Basically I need something as simple as what comes on most compters from manufacturers who include recovery partitions.

If you know of anything that fits the bill....EVEN IF COMMERCIAL...let me know.


----------



## Mumbodog (Oct 3, 2007)

> It has to be pretty automated because my wife is a novice and will screw up a restore if she's asked any questions.


I am thinking you will be searching for a while.

Backing up and Restoring a PC has never been or will be a trivial process that is Aggie proof, sorry. Too complex a process where anything can go wrong and require computer savvy user interaction.



> what comes on most computers from manufacturers who include recovery partitions.


Most all of these are Factory restore processes, they wipe all data from the drive and restore the PC to "As Shipped" condition, not really a backup/restore solution.
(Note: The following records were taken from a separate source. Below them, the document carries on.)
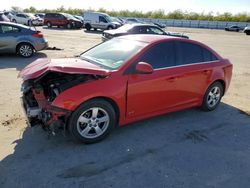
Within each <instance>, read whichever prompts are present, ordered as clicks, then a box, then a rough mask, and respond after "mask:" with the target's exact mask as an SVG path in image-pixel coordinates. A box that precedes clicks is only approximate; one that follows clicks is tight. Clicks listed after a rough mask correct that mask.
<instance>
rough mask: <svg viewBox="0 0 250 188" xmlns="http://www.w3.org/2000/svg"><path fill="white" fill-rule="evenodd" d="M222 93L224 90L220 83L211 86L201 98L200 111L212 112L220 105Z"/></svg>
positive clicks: (214, 84)
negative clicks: (202, 110)
mask: <svg viewBox="0 0 250 188" xmlns="http://www.w3.org/2000/svg"><path fill="white" fill-rule="evenodd" d="M223 93H224V88H223V86H222V84H221V83H220V82H214V83H213V84H211V85H210V86H209V87H208V89H207V91H206V93H205V95H204V98H203V103H202V109H203V110H204V111H212V110H214V109H215V108H216V107H217V106H218V105H219V103H220V101H221V98H222V96H223Z"/></svg>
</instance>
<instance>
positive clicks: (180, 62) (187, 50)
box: [176, 41, 218, 65]
mask: <svg viewBox="0 0 250 188" xmlns="http://www.w3.org/2000/svg"><path fill="white" fill-rule="evenodd" d="M176 53H177V65H187V64H195V63H202V62H209V61H215V60H217V59H218V58H217V57H216V56H215V55H214V54H213V53H212V52H210V51H209V50H207V49H206V48H203V47H202V46H200V45H197V44H192V43H188V42H181V41H178V42H176Z"/></svg>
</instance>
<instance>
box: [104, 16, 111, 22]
mask: <svg viewBox="0 0 250 188" xmlns="http://www.w3.org/2000/svg"><path fill="white" fill-rule="evenodd" d="M103 17H104V18H105V19H106V20H107V22H112V19H111V18H110V17H109V16H103Z"/></svg>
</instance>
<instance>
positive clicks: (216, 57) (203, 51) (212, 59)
mask: <svg viewBox="0 0 250 188" xmlns="http://www.w3.org/2000/svg"><path fill="white" fill-rule="evenodd" d="M203 57H204V61H216V60H218V58H217V57H216V56H215V55H214V54H212V53H211V52H210V51H208V50H207V49H206V48H203Z"/></svg>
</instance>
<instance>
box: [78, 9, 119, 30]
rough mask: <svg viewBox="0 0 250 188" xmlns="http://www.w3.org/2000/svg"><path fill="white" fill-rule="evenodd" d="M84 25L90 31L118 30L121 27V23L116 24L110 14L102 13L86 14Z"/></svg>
mask: <svg viewBox="0 0 250 188" xmlns="http://www.w3.org/2000/svg"><path fill="white" fill-rule="evenodd" d="M83 17H84V25H85V28H86V29H87V30H88V31H89V30H90V29H91V28H93V29H94V30H97V29H101V30H106V29H108V30H109V29H116V28H118V27H120V26H121V24H120V23H119V22H114V21H113V20H112V18H111V17H110V16H109V15H108V14H104V13H100V12H85V13H84V15H83Z"/></svg>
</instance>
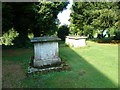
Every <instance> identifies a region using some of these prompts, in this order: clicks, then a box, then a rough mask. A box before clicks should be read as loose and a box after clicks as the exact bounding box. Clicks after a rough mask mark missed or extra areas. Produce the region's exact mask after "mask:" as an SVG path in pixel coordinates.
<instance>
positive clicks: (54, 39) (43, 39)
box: [31, 37, 61, 42]
mask: <svg viewBox="0 0 120 90" xmlns="http://www.w3.org/2000/svg"><path fill="white" fill-rule="evenodd" d="M59 40H61V39H60V38H58V37H34V38H32V39H31V42H53V41H59Z"/></svg>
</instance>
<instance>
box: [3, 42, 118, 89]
mask: <svg viewBox="0 0 120 90" xmlns="http://www.w3.org/2000/svg"><path fill="white" fill-rule="evenodd" d="M59 44H60V45H59V46H60V48H59V51H60V54H59V55H60V57H61V58H63V59H64V60H65V61H66V62H67V63H68V64H69V65H70V66H71V68H72V69H71V71H61V72H54V73H49V74H46V75H44V74H42V75H38V76H37V77H35V78H33V77H25V78H23V79H22V81H21V83H22V84H19V83H18V82H17V81H16V80H17V79H19V77H21V76H17V75H16V72H12V74H14V75H16V76H17V77H16V79H14V77H9V78H11V82H10V85H11V83H12V84H13V85H14V84H15V83H16V85H15V86H14V87H23V88H24V87H27V88H117V85H116V84H115V83H114V82H113V81H111V80H110V79H109V78H108V77H107V76H106V75H104V74H103V73H101V72H100V71H99V70H97V69H96V68H95V67H94V66H93V65H92V64H90V63H89V62H87V60H85V59H84V58H83V57H82V56H80V55H79V54H78V53H76V52H75V51H74V50H72V49H71V48H70V47H67V46H66V45H65V44H64V41H62V42H59ZM32 55H33V54H32V53H30V54H26V55H21V56H17V57H13V56H9V57H6V58H5V57H4V59H6V60H9V61H11V60H13V61H14V62H16V59H17V60H18V61H21V60H23V61H22V63H21V64H23V62H24V63H25V65H24V67H26V69H27V67H28V61H27V60H28V57H29V56H32ZM13 64H14V63H13ZM103 65H104V63H103ZM16 66H17V68H19V67H18V64H17V65H16ZM10 67H11V66H10ZM8 68H9V66H8ZM12 69H13V70H14V69H15V68H14V67H13V68H12ZM7 70H8V69H7ZM7 70H6V71H5V72H7ZM10 71H11V70H9V72H10ZM17 71H18V72H19V70H17ZM10 73H11V72H10ZM23 73H26V72H23ZM18 74H21V73H18ZM5 78H6V77H5ZM6 79H7V78H6ZM12 80H13V81H12ZM8 81H10V80H8ZM5 84H9V83H8V82H6V83H5ZM11 87H13V86H11Z"/></svg>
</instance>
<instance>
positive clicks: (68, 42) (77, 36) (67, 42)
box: [65, 36, 87, 47]
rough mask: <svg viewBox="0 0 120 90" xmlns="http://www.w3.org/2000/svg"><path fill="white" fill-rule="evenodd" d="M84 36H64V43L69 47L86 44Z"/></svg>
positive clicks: (80, 45) (75, 46) (84, 44)
mask: <svg viewBox="0 0 120 90" xmlns="http://www.w3.org/2000/svg"><path fill="white" fill-rule="evenodd" d="M86 38H87V37H80V36H66V39H65V43H66V44H68V45H70V46H71V47H84V46H86Z"/></svg>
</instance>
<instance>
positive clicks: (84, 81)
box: [60, 42, 118, 88]
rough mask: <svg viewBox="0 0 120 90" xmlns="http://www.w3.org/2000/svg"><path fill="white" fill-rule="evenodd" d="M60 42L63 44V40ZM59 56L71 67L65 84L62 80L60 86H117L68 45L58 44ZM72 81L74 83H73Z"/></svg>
mask: <svg viewBox="0 0 120 90" xmlns="http://www.w3.org/2000/svg"><path fill="white" fill-rule="evenodd" d="M60 44H63V42H62V43H60ZM63 52H64V53H63ZM60 57H62V58H63V59H64V60H65V61H67V62H68V63H69V65H70V66H71V68H72V73H69V80H68V81H67V80H66V82H67V83H66V85H65V83H64V81H63V82H62V84H60V85H61V86H64V87H65V86H66V87H73V88H74V87H76V88H118V86H117V85H116V84H115V83H114V82H113V81H111V80H110V79H109V78H108V77H107V76H106V75H104V74H103V73H101V72H100V71H99V70H97V69H96V68H95V67H94V66H93V65H92V64H90V63H89V62H87V60H85V59H84V58H83V57H82V56H80V55H79V54H78V53H76V52H75V51H74V50H72V49H71V48H70V47H67V46H66V47H65V46H63V45H60ZM103 65H104V62H103ZM108 68H109V67H108ZM73 77H74V78H73ZM73 83H76V84H75V85H73ZM68 85H71V86H68Z"/></svg>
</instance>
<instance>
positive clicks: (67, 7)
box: [58, 0, 73, 25]
mask: <svg viewBox="0 0 120 90" xmlns="http://www.w3.org/2000/svg"><path fill="white" fill-rule="evenodd" d="M72 3H73V1H72V0H70V4H68V6H67V9H66V10H64V11H63V12H62V13H59V14H58V19H59V20H60V23H61V24H60V25H64V24H67V25H69V24H70V22H69V21H68V20H69V19H70V13H71V10H70V8H71V7H72Z"/></svg>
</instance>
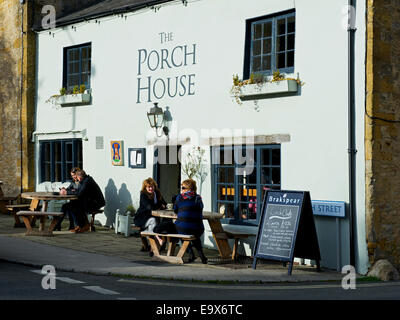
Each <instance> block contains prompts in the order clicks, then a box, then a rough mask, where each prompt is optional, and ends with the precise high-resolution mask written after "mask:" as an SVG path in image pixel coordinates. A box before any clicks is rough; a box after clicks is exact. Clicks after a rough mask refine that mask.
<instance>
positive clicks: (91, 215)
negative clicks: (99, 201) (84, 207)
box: [88, 209, 104, 232]
mask: <svg viewBox="0 0 400 320" xmlns="http://www.w3.org/2000/svg"><path fill="white" fill-rule="evenodd" d="M103 212H104V210H103V209H98V210H92V211H89V212H88V214H89V215H91V216H92V217H91V219H90V221H89V224H90V231H93V232H95V231H96V227H95V226H94V218H95V216H96V214H98V213H103Z"/></svg>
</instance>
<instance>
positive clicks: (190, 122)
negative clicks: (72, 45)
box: [36, 0, 368, 270]
mask: <svg viewBox="0 0 400 320" xmlns="http://www.w3.org/2000/svg"><path fill="white" fill-rule="evenodd" d="M346 5H347V1H346V0H329V1H318V0H296V1H295V0H279V1H278V0H276V1H265V0H251V1H240V0H218V1H216V0H202V1H193V2H192V1H189V2H188V5H187V6H186V7H185V6H183V5H182V3H181V2H180V1H176V2H172V3H169V4H166V5H163V6H161V8H160V10H158V11H157V12H154V11H152V10H150V9H146V10H139V11H137V12H134V13H131V14H128V15H127V17H126V18H121V17H116V16H110V17H107V18H102V19H99V21H100V23H95V21H89V22H85V23H79V24H76V25H74V27H76V29H75V30H74V29H73V28H71V26H68V27H65V28H59V29H56V30H55V32H54V33H52V34H49V32H48V31H44V32H41V33H39V36H38V50H39V51H38V52H39V55H38V74H37V81H38V91H37V116H36V131H37V132H39V133H41V132H62V131H69V130H77V131H82V130H86V136H87V138H88V140H87V141H84V142H83V161H84V168H85V170H86V171H87V172H88V173H89V174H90V175H92V176H93V177H94V178H95V180H96V181H97V182H98V183H99V185H100V186H101V188H102V189H103V190H106V188H107V187H108V189H109V190H111V189H115V191H116V192H118V190H120V189H121V186H122V184H126V186H127V190H128V191H129V193H130V194H131V196H132V200H133V204H134V205H136V206H137V205H138V199H139V190H140V188H141V182H142V180H144V179H145V178H147V177H149V176H152V175H153V173H152V169H153V167H152V164H153V163H152V161H153V157H152V155H153V145H149V144H147V140H149V137H151V136H152V135H153V132H152V131H151V130H150V129H149V124H148V120H147V117H146V112H147V111H148V109H149V108H150V107H151V106H152V103H149V102H147V101H146V100H145V101H143V102H141V103H136V101H137V86H138V78H139V77H141V78H142V81H144V80H145V79H147V77H148V76H151V77H152V79H153V81H154V80H155V79H157V78H163V79H166V78H167V77H172V78H174V77H175V76H181V75H189V74H195V76H194V78H193V79H194V80H193V81H194V85H193V90H194V95H185V96H183V97H178V96H177V97H175V98H169V97H167V96H166V97H164V98H163V99H161V100H157V99H156V100H154V101H158V102H159V106H161V107H163V108H164V109H165V107H167V106H168V107H169V111H170V112H171V115H172V117H173V123H172V130H171V131H172V132H171V138H174V137H179V138H181V139H182V138H185V137H186V136H191V137H192V142H193V143H194V144H196V143H195V141H196V140H197V139H198V138H200V135H201V132H204V130H206V131H207V130H211V129H217V130H220V131H221V130H223V129H227V131H228V132H233V130H234V129H237V130H238V132H236V133H235V134H238V133H239V134H242V135H244V134H245V130H246V129H251V130H254V133H255V134H256V135H272V134H289V135H290V142H287V143H283V144H282V146H281V151H282V181H281V184H282V189H287V190H309V191H310V192H311V197H312V199H319V200H336V201H346V202H348V198H349V196H348V193H349V192H348V154H347V148H348V146H347V133H348V129H347V30H346V28H344V27H343V20H344V19H345V17H346V16H345V14H344V13H343V8H344V7H345V6H346ZM292 8H295V9H296V54H295V72H294V74H295V75H297V73H298V74H299V76H300V79H301V80H302V81H303V82H304V83H305V85H304V86H303V87H302V88H301V94H300V95H298V96H292V97H282V98H273V99H263V100H259V101H258V108H255V104H254V102H253V101H247V102H244V103H243V105H237V104H236V102H235V101H234V99H233V98H232V97H231V95H230V89H231V86H232V76H233V74H239V76H240V75H241V74H242V71H243V60H244V44H245V21H246V19H249V18H254V17H258V16H263V15H267V14H272V13H276V12H279V11H283V10H288V9H292ZM364 8H365V1H359V2H358V8H357V10H358V11H357V18H358V19H357V28H358V31H357V45H356V61H357V70H356V74H357V85H358V87H357V119H358V120H357V148H358V154H357V210H358V216H357V223H358V230H359V232H358V235H357V236H358V240H359V246H360V247H359V248H360V249H359V252H358V254H359V262H360V263H361V264H362V265H363V266H364V265H366V263H367V260H368V259H367V256H366V248H365V243H364V242H365V241H364V242H363V239H365V209H364V193H365V192H364V185H365V179H364V159H363V154H364V150H363V145H364V144H363V138H364V131H363V130H364V127H363V119H364V116H363V112H364V92H365V90H364V70H365V68H364V63H365V61H364V56H365V55H364V53H365V44H364V43H365V38H364V34H365V32H364V31H365V26H364V18H363V17H364V15H365V9H364ZM161 32H165V33H172V34H173V40H172V41H168V42H164V43H161V41H160V40H161V37H160V33H161ZM85 42H91V43H92V77H91V86H92V97H93V103H92V104H91V105H89V106H79V107H65V108H59V107H55V106H53V105H51V103H46V102H45V101H46V100H47V99H48V98H49V97H50V96H51V95H53V94H57V93H58V91H59V89H60V88H61V86H62V67H63V63H62V60H63V47H68V46H72V45H76V44H81V43H85ZM192 44H196V64H195V65H191V64H189V65H188V66H186V67H185V66H182V67H178V68H171V69H168V68H166V69H165V70H160V69H158V70H156V71H153V72H152V71H149V70H145V69H142V74H141V75H138V61H139V53H138V52H139V50H140V49H146V50H147V51H148V52H150V51H151V50H157V51H158V52H161V50H162V49H168V50H170V52H171V50H172V49H173V48H175V47H176V46H184V45H187V46H188V47H189V48H191V46H192ZM177 57H178V56H177ZM143 68H144V67H143ZM143 97H144V95H143ZM142 100H144V98H143V99H142ZM202 130H203V131H202ZM66 135H67V136H68V134H64V133H60V134H56V135H55V136H56V137H58V138H62V137H65V136H66ZM96 136H103V137H104V146H105V147H104V149H103V150H96V148H95V137H96ZM40 137H41V136H40V135H38V136H37V138H38V139H37V141H38V140H39V139H40ZM111 140H123V141H124V146H125V152H127V149H128V148H129V147H146V148H147V154H146V158H147V166H146V169H130V168H128V159H127V153H125V165H124V166H122V167H116V166H112V165H111V158H110V153H111V152H110V141H111ZM199 141H200V140H199ZM208 150H209V149H207V152H206V155H207V156H208V155H209V151H208ZM37 151H38V150H37ZM37 157H38V153H37ZM38 187H40V186H39V185H38ZM211 194H212V193H211V173H210V174H209V175H208V177H207V180H206V181H205V183H204V185H203V194H202V195H203V200H204V204H205V209H206V210H211ZM105 222H106V218H105V217H104V218H103V219H102V223H105ZM253 229H254V228H253ZM363 270H364V269H363Z"/></svg>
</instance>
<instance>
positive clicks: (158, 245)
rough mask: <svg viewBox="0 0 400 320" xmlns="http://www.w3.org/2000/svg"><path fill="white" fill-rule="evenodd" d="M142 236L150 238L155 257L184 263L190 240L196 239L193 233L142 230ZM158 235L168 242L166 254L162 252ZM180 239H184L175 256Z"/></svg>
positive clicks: (149, 241)
mask: <svg viewBox="0 0 400 320" xmlns="http://www.w3.org/2000/svg"><path fill="white" fill-rule="evenodd" d="M140 234H141V235H142V236H145V237H147V238H148V239H149V242H150V246H151V249H152V250H153V253H154V257H155V258H158V259H160V260H163V261H166V262H169V263H178V264H183V263H184V261H183V255H184V254H185V252H186V250H187V248H188V246H189V244H190V241H192V240H195V239H196V238H195V236H193V235H185V234H164V233H155V232H150V231H142V232H141V233H140ZM156 236H158V237H160V238H161V239H163V240H164V241H167V243H168V251H167V254H166V255H163V254H161V252H160V247H161V246H160V244H159V243H158V240H157V239H156ZM179 240H182V246H181V248H180V250H179V251H178V254H177V255H176V256H175V255H174V254H175V248H176V244H177V243H178V241H179Z"/></svg>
Vista does have system restore built in, and some PC manufacturers use this as part of their recovery options using the F8 boot menu in Vista.

http://www.howtogeek.com/howto/windows-vista/using-windows-vista-system-restore/

you can also install Windows RE on the hard drive (instead of booting from the Vista DVD) to access these restore points in case of the no boot disaster recovery situation.

http://blogs.msdn.com/winre/archive/2007/01/12/how-to-install-winre-on-the-hard-disk.aspx

No easy answers that I know of.

All of this being said, none of this will rescue you from a failed hard drive, but Acronis will. http://www.acronis.com/homecomputing/products/trueimage/


----------



## Elvandil (Aug 1, 2003)

You'll need something like Acronis True Image. It will create a "secure zone" on the drive and give you an option on boot to restore the image from the secure zone. Since the software is actually installed in the secure zone and runs when you boot to it, you can also access it from time to time and update the stored image so that it is more recent.


----------